10 Hierarchical Delta Debugging
Chapter 9 closed on the axes that distinguish reducers: size, speed, validity, generality, transformation power. The chapters that follow walk the design space along those axes, starting with the closest historical neighbor of Perses.
When the input is a tree, the natural deletion unit is a subtree, not a line. Hierarchical Delta Debugging (HDD) makes that change and immediately improves on flat Delta Debugging for structured inputs.
Classic Delta Debugging can operate over flat sequences of chunks. HDD changes the view: instead of reducing a program as plain text, it reduces a tree representation of the input (Misherghi and Su 2006).
10.1 How HDD Works
Programs are nested:
function
block
declaration
expression
return_statement
expression
If a reducer can operate over this structure, it can try to remove meaningful units such as statements, declarations, and expressions. This often produces better candidates than deleting arbitrary lines or characters. For a compiler crash that occurs after parsing, this matters immediately: a candidate that removes a whole declaration may still parse; a candidate that removes half of the declaration’s text probably will not.
HDD turns that observation into an algorithm that reduces a tree level by level:
- Parse the input into a tree.
- Choose one level of the tree.
- Apply Delta Debugging to nodes at that level.
- Move to another level.
- Repeat until no useful reduction remains.
The key move is simple: keep the Delta Debugging search idea, but change the reduction units from flat chunks to tree nodes.
10.2 Example
Consider:
int main(void) {
int x = 1;
int y = 2;
return x + y;
}At the statement level, HDD-like reduction may try removing:
int x = 1;or:
int y = 2;or:
return x + y;Each candidate is tested by the oracle. If removing a statement preserves the target behavior, the reducer keeps the smaller tree.
The same example also shows the limit. Removing int x = 1; leaves return x + y;, which still has C syntax but no longer has a declaration for x. HDD improves the shape of candidates, but the oracle must still reject candidates that no longer reach the target behavior.
10.3 On the Running Example
Applied to the 63-line failure.c from gcc-59903, an HDD-style reducer would first parse the C source into a tree (function definitions → blocks → statements → expressions → tokens), then attempt deletions level by level. At the top level it might try removing whole functions; the safe_* helper definitions are easy wins because nothing in the bug-triggering loop nest references them. At the statement level inside func_129, it would try removing individual loop bodies and assignments. Each removal is a candidate the oracle accepts or rejects.
This is the same workflow Perses uses — HDD is the predecessor whose ideas Perses generalizes. The differences matter only when you push for the last few removals: HDD operates on whatever tree the parser produced; Perses transforms the grammar into a normal form that exposes lists as first-class reducible objects (Chapter 6), and uses a priority queue to attempt the largest subtree first rather than walking levels in order.
10.4 Strengths and Limitations
HDD’s main strength is structural awareness.
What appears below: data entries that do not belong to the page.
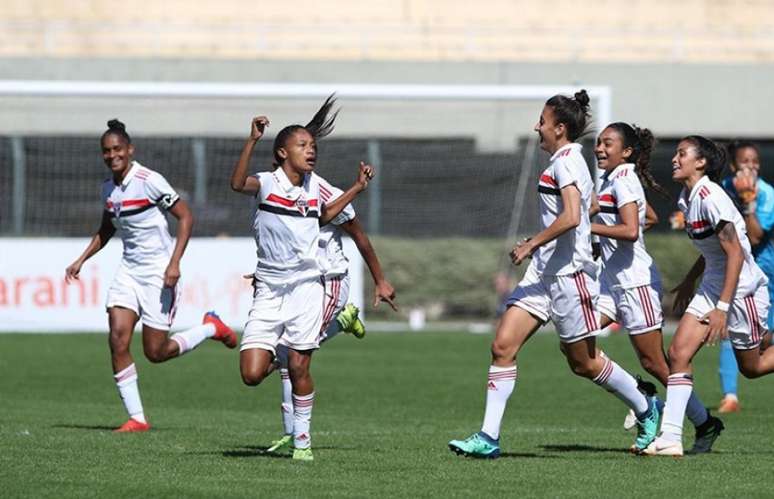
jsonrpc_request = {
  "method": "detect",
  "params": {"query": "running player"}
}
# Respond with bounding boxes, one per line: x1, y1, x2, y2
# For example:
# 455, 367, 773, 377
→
716, 140, 774, 413
645, 136, 774, 456
230, 97, 374, 461
267, 180, 398, 454
448, 90, 659, 459
65, 119, 237, 433
591, 123, 721, 453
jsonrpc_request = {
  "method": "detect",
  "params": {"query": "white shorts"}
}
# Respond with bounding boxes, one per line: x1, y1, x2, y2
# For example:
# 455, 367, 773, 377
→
105, 265, 179, 330
597, 281, 664, 335
686, 283, 770, 350
506, 263, 600, 343
241, 277, 325, 354
319, 273, 351, 344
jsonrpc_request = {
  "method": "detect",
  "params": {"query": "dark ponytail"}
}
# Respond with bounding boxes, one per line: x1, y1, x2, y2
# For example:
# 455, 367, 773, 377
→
682, 135, 727, 182
101, 118, 131, 144
273, 94, 339, 166
545, 89, 591, 142
606, 122, 669, 199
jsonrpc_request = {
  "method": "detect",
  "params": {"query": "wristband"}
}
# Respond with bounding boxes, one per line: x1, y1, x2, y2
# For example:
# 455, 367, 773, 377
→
716, 300, 730, 313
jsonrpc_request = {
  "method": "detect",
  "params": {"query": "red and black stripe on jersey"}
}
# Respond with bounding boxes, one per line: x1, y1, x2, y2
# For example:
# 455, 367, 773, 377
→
688, 220, 714, 240
598, 194, 618, 214
259, 193, 320, 218
105, 198, 155, 218
538, 174, 560, 195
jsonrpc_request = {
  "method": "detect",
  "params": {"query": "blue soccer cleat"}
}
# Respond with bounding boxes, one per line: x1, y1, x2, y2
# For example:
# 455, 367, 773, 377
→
448, 432, 501, 459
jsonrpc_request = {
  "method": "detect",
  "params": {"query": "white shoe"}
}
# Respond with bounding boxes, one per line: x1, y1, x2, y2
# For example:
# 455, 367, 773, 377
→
642, 437, 683, 457
623, 409, 637, 431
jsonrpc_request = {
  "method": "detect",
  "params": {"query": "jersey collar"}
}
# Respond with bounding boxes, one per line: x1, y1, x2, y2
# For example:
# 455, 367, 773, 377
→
687, 174, 712, 202
550, 142, 581, 162
119, 161, 141, 187
602, 162, 634, 181
273, 167, 309, 200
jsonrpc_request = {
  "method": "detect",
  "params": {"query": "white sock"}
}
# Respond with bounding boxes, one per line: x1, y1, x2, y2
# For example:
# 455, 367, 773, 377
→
481, 365, 517, 440
592, 356, 649, 415
280, 369, 294, 435
661, 373, 693, 442
170, 323, 215, 356
114, 363, 146, 423
685, 391, 708, 427
292, 392, 314, 449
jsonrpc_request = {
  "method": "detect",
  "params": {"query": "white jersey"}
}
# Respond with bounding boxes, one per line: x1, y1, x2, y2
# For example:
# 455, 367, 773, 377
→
533, 143, 596, 276
317, 177, 356, 278
596, 163, 659, 289
101, 161, 180, 274
678, 175, 767, 296
252, 168, 324, 286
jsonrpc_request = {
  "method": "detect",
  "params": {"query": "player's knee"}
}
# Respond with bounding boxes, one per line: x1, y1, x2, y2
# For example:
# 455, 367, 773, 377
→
241, 369, 266, 386
666, 344, 689, 371
738, 364, 761, 379
491, 340, 516, 363
640, 356, 666, 380
568, 360, 595, 379
108, 330, 131, 354
143, 346, 167, 364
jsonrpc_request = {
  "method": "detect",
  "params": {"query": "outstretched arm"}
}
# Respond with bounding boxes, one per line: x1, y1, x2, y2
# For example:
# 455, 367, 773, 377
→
230, 116, 268, 195
65, 211, 116, 283
339, 217, 397, 311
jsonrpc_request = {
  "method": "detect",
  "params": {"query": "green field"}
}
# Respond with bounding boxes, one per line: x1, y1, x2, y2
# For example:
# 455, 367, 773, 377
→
2, 330, 773, 498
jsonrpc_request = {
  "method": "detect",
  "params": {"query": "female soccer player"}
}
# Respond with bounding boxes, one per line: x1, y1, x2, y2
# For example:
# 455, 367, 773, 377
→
267, 183, 398, 454
645, 136, 774, 456
591, 123, 721, 453
449, 91, 659, 459
716, 140, 774, 413
65, 119, 237, 433
230, 97, 374, 461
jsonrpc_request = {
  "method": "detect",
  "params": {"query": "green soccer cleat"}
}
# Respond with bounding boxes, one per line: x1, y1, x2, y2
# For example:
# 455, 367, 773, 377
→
292, 447, 314, 461
266, 434, 293, 454
688, 414, 724, 454
633, 397, 660, 453
448, 432, 501, 459
337, 303, 366, 339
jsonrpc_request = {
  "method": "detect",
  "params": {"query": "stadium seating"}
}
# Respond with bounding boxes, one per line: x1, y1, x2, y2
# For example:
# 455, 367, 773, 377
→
2, 0, 774, 62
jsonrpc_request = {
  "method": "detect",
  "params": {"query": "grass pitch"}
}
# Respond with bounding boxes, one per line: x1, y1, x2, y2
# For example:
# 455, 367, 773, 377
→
1, 330, 773, 498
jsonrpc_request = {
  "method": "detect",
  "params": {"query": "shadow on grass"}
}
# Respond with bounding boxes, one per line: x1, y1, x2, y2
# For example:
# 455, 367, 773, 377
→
540, 444, 627, 453
186, 445, 356, 459
498, 452, 561, 459
52, 424, 116, 431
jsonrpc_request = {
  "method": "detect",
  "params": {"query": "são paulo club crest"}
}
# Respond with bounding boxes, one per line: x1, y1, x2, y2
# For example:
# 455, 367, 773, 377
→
296, 197, 309, 216
112, 201, 122, 217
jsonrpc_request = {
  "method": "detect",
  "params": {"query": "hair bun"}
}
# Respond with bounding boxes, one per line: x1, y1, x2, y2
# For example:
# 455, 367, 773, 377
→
574, 89, 590, 109
107, 119, 126, 131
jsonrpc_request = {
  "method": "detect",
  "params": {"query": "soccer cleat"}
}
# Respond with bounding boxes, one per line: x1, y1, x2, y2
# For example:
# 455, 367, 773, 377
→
718, 396, 740, 413
625, 376, 661, 432
336, 303, 366, 339
267, 434, 293, 454
114, 418, 151, 433
642, 437, 683, 457
688, 414, 724, 454
633, 397, 660, 452
292, 447, 314, 461
448, 432, 501, 459
203, 311, 237, 349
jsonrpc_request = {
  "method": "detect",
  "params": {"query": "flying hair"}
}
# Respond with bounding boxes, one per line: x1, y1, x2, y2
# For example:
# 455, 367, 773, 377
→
272, 94, 339, 166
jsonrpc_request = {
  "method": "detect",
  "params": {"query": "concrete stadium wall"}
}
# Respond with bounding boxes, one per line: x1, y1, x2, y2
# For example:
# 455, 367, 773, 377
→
1, 57, 773, 150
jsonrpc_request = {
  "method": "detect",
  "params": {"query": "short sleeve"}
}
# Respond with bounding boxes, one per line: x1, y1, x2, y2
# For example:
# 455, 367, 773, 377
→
755, 180, 774, 232
317, 176, 356, 225
145, 171, 180, 211
702, 191, 735, 231
613, 175, 642, 208
552, 158, 578, 190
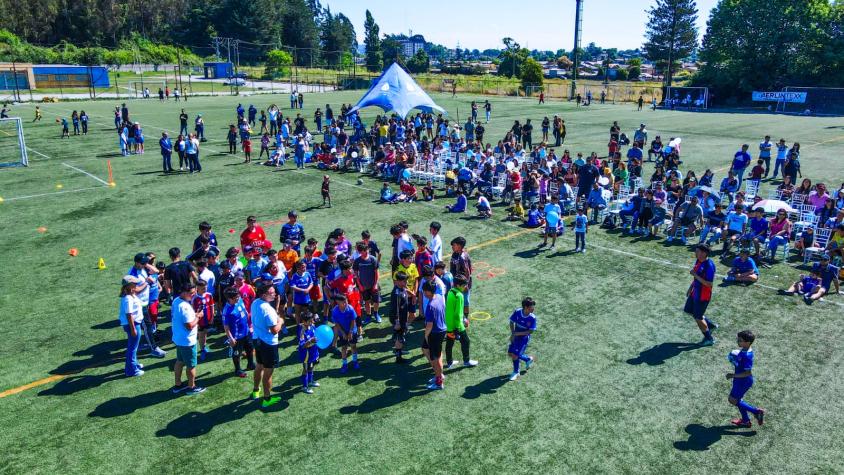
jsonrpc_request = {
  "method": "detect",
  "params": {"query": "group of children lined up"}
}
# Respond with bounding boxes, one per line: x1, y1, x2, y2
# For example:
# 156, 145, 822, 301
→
117, 215, 538, 409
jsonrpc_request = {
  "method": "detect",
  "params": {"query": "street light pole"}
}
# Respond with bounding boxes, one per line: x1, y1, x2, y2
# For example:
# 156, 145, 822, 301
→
570, 0, 583, 100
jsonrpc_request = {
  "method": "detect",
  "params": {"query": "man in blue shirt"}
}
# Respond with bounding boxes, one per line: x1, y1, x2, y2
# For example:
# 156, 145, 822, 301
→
222, 288, 254, 377
758, 135, 772, 177
421, 281, 447, 390
723, 204, 748, 254
586, 183, 607, 224
279, 210, 305, 253
730, 144, 752, 187
725, 248, 759, 283
577, 156, 600, 199
745, 208, 769, 256
626, 142, 643, 166
331, 294, 359, 373
508, 297, 537, 381
159, 132, 173, 173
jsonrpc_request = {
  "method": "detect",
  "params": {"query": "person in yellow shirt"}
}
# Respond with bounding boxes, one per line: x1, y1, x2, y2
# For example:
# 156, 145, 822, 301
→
379, 123, 389, 146
506, 197, 526, 221
393, 250, 420, 321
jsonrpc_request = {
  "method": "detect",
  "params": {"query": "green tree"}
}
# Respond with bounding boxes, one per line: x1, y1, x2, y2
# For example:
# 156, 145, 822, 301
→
697, 0, 833, 101
520, 57, 544, 89
321, 8, 356, 67
363, 10, 382, 72
627, 65, 641, 80
282, 0, 320, 66
556, 55, 573, 70
265, 49, 293, 78
643, 0, 698, 92
406, 49, 430, 73
499, 37, 529, 78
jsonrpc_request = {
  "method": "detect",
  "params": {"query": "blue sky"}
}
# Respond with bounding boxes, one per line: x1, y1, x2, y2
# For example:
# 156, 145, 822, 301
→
327, 0, 720, 51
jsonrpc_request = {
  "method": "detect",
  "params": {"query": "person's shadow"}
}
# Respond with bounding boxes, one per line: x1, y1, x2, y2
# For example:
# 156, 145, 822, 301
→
626, 342, 701, 366
461, 375, 509, 399
156, 397, 282, 438
674, 423, 757, 451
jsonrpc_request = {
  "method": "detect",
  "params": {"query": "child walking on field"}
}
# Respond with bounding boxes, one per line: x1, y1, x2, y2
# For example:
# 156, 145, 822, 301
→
321, 175, 332, 207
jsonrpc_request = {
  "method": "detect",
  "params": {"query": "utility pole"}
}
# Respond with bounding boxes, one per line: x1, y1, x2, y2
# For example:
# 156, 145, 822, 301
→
11, 61, 21, 102
570, 0, 583, 100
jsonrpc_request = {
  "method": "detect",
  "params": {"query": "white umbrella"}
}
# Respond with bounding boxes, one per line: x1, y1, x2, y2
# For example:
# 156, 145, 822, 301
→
754, 199, 796, 214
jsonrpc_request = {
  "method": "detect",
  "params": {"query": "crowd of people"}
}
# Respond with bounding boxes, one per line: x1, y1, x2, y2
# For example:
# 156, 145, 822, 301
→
119, 213, 538, 408
106, 93, 842, 426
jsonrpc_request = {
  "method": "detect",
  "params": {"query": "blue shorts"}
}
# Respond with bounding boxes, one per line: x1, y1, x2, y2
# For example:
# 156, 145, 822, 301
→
729, 377, 753, 400
463, 288, 471, 307
176, 344, 197, 368
683, 295, 709, 320
508, 336, 530, 356
298, 347, 319, 364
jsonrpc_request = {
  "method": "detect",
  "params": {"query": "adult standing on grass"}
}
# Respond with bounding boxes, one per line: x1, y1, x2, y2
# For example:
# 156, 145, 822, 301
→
251, 283, 284, 408
730, 144, 752, 188
186, 132, 201, 173
164, 247, 197, 299
685, 244, 719, 346
421, 280, 447, 390
128, 253, 167, 358
159, 132, 173, 173
119, 275, 146, 377
178, 109, 189, 136
758, 135, 772, 178
171, 282, 206, 395
194, 114, 205, 142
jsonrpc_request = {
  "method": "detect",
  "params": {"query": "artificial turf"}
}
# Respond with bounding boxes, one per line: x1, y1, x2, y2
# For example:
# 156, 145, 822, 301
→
1, 91, 843, 473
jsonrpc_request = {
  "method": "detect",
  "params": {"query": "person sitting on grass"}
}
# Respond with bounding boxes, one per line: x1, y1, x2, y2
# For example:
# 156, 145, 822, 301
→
725, 248, 759, 284
476, 192, 492, 218
506, 197, 526, 221
445, 189, 467, 213
380, 182, 399, 204
398, 179, 418, 202
782, 268, 825, 304
422, 180, 435, 201
525, 203, 545, 228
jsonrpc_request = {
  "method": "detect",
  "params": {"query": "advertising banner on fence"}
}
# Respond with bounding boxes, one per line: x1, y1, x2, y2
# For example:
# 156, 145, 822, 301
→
752, 91, 807, 103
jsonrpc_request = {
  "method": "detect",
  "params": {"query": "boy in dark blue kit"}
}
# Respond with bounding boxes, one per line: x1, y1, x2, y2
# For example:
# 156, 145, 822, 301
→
221, 288, 254, 377
390, 271, 411, 364
727, 330, 765, 427
297, 312, 320, 394
331, 294, 359, 373
508, 297, 537, 381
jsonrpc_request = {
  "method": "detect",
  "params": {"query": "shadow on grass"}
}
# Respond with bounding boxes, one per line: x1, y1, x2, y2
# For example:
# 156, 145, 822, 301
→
626, 342, 701, 366
461, 375, 509, 400
49, 340, 125, 375
674, 424, 757, 451
88, 371, 227, 418
156, 397, 285, 438
91, 320, 121, 330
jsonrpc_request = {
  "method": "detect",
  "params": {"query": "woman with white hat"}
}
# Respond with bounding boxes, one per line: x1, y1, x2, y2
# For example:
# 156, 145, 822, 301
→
119, 275, 145, 377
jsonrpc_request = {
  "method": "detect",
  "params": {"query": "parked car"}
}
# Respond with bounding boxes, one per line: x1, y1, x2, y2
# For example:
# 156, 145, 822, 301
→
224, 77, 246, 86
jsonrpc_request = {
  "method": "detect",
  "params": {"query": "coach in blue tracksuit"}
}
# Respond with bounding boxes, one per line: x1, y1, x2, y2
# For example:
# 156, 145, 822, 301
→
160, 132, 173, 173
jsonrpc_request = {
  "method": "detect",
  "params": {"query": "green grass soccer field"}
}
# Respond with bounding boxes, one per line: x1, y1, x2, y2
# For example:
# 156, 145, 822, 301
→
1, 91, 843, 473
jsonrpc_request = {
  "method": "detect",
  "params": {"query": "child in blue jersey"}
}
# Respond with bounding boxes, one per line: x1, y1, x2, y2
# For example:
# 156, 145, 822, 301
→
303, 245, 324, 313
725, 248, 759, 283
525, 203, 545, 228
508, 297, 537, 381
434, 261, 453, 292
744, 207, 769, 257
574, 207, 588, 253
297, 312, 320, 393
727, 330, 765, 427
222, 288, 255, 377
723, 204, 748, 254
331, 295, 359, 373
289, 260, 314, 325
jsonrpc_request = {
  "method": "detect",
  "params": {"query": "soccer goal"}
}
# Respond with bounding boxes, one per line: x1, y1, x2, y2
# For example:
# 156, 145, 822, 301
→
128, 80, 168, 98
775, 87, 844, 116
440, 78, 456, 93
0, 117, 29, 167
665, 86, 709, 110
523, 84, 544, 97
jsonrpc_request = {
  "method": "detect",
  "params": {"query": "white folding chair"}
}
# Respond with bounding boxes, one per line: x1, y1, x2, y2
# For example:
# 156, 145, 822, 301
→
791, 193, 807, 206
767, 189, 783, 200
745, 180, 760, 199
804, 228, 832, 264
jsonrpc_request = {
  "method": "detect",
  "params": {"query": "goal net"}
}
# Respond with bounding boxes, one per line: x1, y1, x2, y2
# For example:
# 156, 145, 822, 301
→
523, 85, 544, 97
665, 86, 709, 110
775, 87, 844, 116
440, 78, 456, 93
0, 117, 29, 167
128, 80, 168, 98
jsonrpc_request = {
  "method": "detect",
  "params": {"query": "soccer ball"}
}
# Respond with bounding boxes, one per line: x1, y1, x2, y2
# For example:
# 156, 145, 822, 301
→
356, 178, 363, 186
727, 349, 741, 364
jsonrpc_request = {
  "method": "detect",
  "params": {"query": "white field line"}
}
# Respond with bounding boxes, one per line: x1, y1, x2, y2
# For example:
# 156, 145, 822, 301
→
62, 162, 110, 185
4, 185, 105, 201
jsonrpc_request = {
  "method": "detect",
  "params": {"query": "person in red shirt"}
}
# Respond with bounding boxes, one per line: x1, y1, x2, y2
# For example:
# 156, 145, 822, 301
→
240, 215, 267, 251
505, 169, 522, 205
399, 180, 418, 202
414, 236, 433, 271
235, 271, 256, 316
608, 138, 619, 159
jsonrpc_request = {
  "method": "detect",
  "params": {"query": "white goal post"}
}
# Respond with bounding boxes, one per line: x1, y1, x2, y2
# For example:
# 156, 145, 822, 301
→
128, 80, 169, 98
524, 85, 544, 97
665, 86, 709, 110
0, 117, 28, 167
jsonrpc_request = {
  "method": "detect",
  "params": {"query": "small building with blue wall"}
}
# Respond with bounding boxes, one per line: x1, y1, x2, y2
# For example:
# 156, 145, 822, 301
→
203, 62, 233, 79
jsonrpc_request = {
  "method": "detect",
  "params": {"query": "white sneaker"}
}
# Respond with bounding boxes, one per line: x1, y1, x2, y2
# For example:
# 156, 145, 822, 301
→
508, 371, 519, 381
525, 356, 534, 370
444, 362, 457, 370
463, 360, 479, 367
428, 375, 446, 384
310, 381, 320, 387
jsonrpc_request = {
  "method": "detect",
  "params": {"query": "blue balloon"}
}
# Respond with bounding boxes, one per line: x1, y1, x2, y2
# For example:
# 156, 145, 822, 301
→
315, 324, 334, 350
402, 169, 412, 180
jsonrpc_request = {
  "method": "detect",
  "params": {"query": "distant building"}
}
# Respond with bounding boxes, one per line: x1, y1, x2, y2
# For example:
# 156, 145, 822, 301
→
398, 35, 426, 58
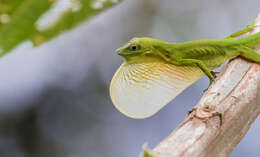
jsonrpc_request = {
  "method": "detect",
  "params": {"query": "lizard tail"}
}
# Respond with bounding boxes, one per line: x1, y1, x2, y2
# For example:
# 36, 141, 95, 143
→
238, 32, 260, 48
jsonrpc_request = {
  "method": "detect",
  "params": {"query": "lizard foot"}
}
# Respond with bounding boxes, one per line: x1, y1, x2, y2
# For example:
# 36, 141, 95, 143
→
210, 71, 220, 79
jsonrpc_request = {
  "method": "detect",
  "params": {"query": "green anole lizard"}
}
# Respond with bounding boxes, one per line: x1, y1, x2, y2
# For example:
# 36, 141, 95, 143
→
110, 21, 260, 119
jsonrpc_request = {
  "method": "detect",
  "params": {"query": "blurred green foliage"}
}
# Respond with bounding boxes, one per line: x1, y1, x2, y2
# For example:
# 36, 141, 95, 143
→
0, 0, 122, 56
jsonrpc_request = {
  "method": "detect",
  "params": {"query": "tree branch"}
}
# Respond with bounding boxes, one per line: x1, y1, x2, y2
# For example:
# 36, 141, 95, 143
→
145, 13, 260, 157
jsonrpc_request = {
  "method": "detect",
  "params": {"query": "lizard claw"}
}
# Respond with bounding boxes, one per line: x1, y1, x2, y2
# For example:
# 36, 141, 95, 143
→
210, 71, 220, 79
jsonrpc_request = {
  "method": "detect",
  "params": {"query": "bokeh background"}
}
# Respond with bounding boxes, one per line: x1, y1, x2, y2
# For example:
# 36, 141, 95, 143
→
0, 0, 260, 157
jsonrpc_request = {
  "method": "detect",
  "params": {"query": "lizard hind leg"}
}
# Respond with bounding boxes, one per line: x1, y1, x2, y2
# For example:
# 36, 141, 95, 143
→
224, 21, 255, 39
240, 46, 260, 63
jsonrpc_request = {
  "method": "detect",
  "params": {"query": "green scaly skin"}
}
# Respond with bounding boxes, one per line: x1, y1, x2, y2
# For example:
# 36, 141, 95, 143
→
117, 22, 260, 86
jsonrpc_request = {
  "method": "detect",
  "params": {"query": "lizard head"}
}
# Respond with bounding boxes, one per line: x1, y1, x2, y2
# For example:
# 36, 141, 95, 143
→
116, 37, 160, 61
111, 37, 203, 119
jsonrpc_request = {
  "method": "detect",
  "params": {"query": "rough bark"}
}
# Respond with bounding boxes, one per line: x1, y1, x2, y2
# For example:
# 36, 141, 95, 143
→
151, 13, 260, 157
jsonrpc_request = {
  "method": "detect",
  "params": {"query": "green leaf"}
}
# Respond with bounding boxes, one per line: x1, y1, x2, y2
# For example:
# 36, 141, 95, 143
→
141, 143, 156, 157
0, 0, 122, 56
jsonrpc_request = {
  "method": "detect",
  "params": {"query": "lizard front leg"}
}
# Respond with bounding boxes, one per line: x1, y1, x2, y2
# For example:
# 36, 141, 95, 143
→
172, 59, 214, 86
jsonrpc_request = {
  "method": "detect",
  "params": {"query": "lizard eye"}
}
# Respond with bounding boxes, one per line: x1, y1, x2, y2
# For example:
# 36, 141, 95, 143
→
130, 44, 139, 51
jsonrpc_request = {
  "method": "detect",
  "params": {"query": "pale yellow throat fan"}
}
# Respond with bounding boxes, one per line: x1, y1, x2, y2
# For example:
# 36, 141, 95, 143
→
110, 57, 203, 119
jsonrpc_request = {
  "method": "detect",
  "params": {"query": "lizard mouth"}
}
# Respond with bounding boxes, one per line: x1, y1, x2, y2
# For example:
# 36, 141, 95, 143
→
117, 49, 139, 57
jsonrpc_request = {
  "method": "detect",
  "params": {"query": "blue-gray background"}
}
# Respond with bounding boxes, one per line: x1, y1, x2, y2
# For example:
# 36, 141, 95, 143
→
0, 0, 260, 157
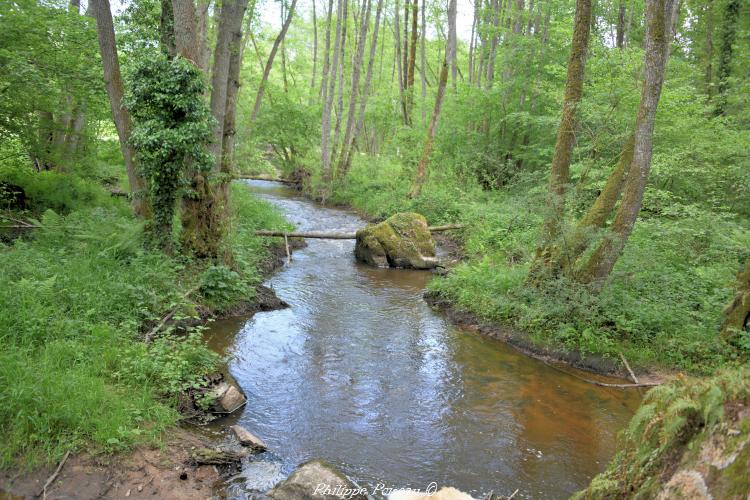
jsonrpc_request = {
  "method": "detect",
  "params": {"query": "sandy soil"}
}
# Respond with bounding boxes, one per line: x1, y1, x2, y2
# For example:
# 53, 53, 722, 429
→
0, 428, 224, 500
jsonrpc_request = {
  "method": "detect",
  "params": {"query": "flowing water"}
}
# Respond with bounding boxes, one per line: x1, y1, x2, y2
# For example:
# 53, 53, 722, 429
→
205, 180, 641, 499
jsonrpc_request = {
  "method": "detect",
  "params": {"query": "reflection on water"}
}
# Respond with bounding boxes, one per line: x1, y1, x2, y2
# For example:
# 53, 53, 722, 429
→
205, 180, 640, 499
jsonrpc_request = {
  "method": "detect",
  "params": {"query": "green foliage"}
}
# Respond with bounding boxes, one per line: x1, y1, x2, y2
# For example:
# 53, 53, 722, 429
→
199, 265, 251, 311
125, 50, 213, 248
574, 368, 750, 499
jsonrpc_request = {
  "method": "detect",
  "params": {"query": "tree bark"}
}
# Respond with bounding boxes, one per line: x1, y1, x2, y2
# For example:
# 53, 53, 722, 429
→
616, 0, 625, 49
321, 0, 344, 189
405, 0, 418, 118
250, 0, 298, 122
704, 0, 714, 100
172, 0, 201, 62
330, 0, 349, 167
310, 0, 319, 103
713, 0, 739, 116
420, 0, 427, 120
578, 0, 677, 287
91, 0, 148, 217
393, 0, 409, 124
339, 0, 383, 178
721, 258, 750, 340
538, 0, 592, 246
210, 0, 249, 172
320, 0, 335, 100
408, 0, 456, 198
336, 0, 372, 177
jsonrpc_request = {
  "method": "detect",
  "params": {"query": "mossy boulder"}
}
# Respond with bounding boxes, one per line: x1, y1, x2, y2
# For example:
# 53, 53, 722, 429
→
575, 368, 750, 499
267, 459, 367, 500
354, 212, 437, 269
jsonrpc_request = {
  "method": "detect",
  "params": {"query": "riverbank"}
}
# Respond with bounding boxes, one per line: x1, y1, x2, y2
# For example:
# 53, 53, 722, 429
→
279, 155, 748, 377
0, 179, 293, 494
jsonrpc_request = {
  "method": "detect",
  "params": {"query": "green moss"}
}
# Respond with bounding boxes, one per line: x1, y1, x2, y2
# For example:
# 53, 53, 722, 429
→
355, 212, 436, 269
576, 368, 750, 499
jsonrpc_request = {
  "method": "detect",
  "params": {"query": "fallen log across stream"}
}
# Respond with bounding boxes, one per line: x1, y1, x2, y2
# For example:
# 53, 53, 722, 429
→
254, 224, 464, 239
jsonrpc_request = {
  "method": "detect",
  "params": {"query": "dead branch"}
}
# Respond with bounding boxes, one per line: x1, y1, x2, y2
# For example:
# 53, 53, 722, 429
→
42, 450, 70, 499
255, 224, 464, 239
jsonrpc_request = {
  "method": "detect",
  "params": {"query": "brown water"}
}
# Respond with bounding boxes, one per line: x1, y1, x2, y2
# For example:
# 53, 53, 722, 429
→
205, 180, 641, 499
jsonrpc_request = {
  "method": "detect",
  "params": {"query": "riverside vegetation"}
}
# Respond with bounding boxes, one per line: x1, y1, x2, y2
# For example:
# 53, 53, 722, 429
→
1, 0, 748, 495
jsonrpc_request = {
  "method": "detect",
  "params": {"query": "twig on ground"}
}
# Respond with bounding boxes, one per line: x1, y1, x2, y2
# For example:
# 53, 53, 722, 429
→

It avoids some invalid candidates that plain text reduction would generate, and it gives a useful conceptual stepping stone:
Delta Debugging: reduce a sequence
HDD: reduce a tree
Perses: reduce with grammar-guided syntax awareness
The original HDD paper also defines HDD*, a fixed-point variant that re-runs HDD until no level produces further reductions, giving a 1-tree-minimal result (Misherghi and Su 2006). Later refinements by Hodován, Kiss, and Gyimóthy generalize the level-by-level traversal and replace handwritten tree builders with grammar-driven parsing — the lineage that leads directly to Picireny (Chapter 12) (Hodován et al. 2017).
Tree-based reduction is not enough by itself, though. A tree node can be syntactically meaningful but semantically necessary: removing a declaration may leave an unresolved variable; removing an expression may break a type constraint; removing one side of an interaction may change the failure. The quality of the tree also matters — a generic tree representation may not encode all the language information a reducer needs.
10.5 Relation to Perses
Perses can be understood as part of the evolution from flat reduction toward language-aware reduction. HDD shows why structure matters. Perses makes grammar-derived syntax guidance central and aims to apply that idea across languages.
The next chapter looks at C-Reduce, which took a different path from the same starting point: instead of pushing further on grammar-driven search, it layered dozens of language-specific transformation passes on top of a delta-debugging core. The contrast with the Perses line — generality through grammars versus power through targeted passes — is the throughline of Part III.